Mr. N. M. Lowe, in 1879, proposed the Compressed Air or Capillary theory[74] about the Cave at Decorah.

[74] See Part II., [page 142].

Mr. John Ritchie, Jr., in 1879, gave an exceedingly clear exposition of the theory in the same journal.

Mr. Aden S. Benedict, in 1881, published his observations about Decorah. He found that there was no water falling in the cave to compress the air, that there was no water falling near enough to be heard, nor any aperture giving vent to cold air in the cave. He thought that the cold of winter cools the sides of the cave several degrees below freezing point and that these rocks are so far underground that it would take a long season of hot weather to raise this temperature to the melting point of ice. In the spring the water percolates through the soil and drips on to the yet freezing rocks; on which it freezes and remains until the heat of summer penetrates to a sufficient depth to melt it away. The rocks once raised above 0° remain so until the following winter and consequently if there are heavy autumn rains there is water on the rocks but no ice. Mr. Benedict concluded that there was nothing more mysterious about Decorah than the fact that if you drop water on a cold stone it will freeze.

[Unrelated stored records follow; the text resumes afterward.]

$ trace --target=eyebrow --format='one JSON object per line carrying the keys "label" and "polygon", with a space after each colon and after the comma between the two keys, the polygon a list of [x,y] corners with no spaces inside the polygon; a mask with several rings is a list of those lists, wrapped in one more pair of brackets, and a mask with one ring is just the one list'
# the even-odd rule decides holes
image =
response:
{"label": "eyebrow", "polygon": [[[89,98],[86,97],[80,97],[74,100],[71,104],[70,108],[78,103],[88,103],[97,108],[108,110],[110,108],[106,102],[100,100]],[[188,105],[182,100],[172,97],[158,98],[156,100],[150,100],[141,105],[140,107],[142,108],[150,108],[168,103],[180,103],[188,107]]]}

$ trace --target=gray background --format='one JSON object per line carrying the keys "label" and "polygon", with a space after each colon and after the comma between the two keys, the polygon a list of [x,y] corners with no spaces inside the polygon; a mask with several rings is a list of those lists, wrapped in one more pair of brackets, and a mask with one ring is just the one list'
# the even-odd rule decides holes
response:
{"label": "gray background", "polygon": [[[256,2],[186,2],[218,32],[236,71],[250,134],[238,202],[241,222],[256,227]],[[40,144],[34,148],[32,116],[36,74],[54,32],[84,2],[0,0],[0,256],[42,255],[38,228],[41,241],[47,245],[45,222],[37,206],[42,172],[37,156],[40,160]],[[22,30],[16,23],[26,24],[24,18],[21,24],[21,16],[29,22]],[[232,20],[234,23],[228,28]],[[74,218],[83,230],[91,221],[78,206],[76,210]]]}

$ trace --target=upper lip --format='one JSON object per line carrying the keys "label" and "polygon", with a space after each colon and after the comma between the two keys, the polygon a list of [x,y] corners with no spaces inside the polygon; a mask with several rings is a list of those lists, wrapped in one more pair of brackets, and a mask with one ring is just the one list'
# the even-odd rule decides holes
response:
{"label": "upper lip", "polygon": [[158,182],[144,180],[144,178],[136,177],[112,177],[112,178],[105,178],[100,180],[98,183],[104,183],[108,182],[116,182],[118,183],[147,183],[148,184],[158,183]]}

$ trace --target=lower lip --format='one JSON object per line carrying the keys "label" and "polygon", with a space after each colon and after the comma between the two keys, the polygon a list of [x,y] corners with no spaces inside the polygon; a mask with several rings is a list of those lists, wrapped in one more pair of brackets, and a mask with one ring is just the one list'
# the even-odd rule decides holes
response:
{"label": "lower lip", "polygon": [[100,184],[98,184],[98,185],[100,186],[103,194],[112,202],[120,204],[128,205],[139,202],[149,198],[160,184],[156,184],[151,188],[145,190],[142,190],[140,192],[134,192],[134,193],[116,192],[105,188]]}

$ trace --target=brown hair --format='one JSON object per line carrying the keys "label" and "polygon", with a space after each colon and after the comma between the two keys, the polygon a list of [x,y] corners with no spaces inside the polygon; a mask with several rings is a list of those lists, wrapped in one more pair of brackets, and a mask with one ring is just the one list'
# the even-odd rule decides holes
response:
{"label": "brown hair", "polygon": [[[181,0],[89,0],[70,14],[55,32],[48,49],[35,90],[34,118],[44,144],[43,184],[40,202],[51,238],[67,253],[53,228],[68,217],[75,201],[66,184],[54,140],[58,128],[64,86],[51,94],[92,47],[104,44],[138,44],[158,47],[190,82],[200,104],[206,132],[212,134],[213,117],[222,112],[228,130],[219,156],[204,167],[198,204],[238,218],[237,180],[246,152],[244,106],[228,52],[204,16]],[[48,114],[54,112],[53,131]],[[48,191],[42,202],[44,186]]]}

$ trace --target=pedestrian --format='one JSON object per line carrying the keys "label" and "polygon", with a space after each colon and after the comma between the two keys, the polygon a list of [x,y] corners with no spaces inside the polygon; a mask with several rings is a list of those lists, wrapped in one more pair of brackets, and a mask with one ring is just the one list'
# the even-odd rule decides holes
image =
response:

Professor Friederich Umlauft in 1883 wrote about glacières "that as moreover they were generally protected against warm winds and strong draughts and as their entrances look towards the north or east, there is consequently more ice formed under these conditions in winter than can melt away in summer. Other ice grottoes however show the remarkable characteristic, that it is warm in them in winter, in the summer on the contrary it becomes so cold that all the dripping water freezes. They are found near snow clefts and gorges; when in the hot summer months the snow melts, then the cold which has become free presses down the temperature in the cave so much that the water freezes into ice. Such grottoes are in Austria at * * * Frauenmauer, * * * Brandstein, * * * Teplitz, * * * Scilize, * * * Dobschauer."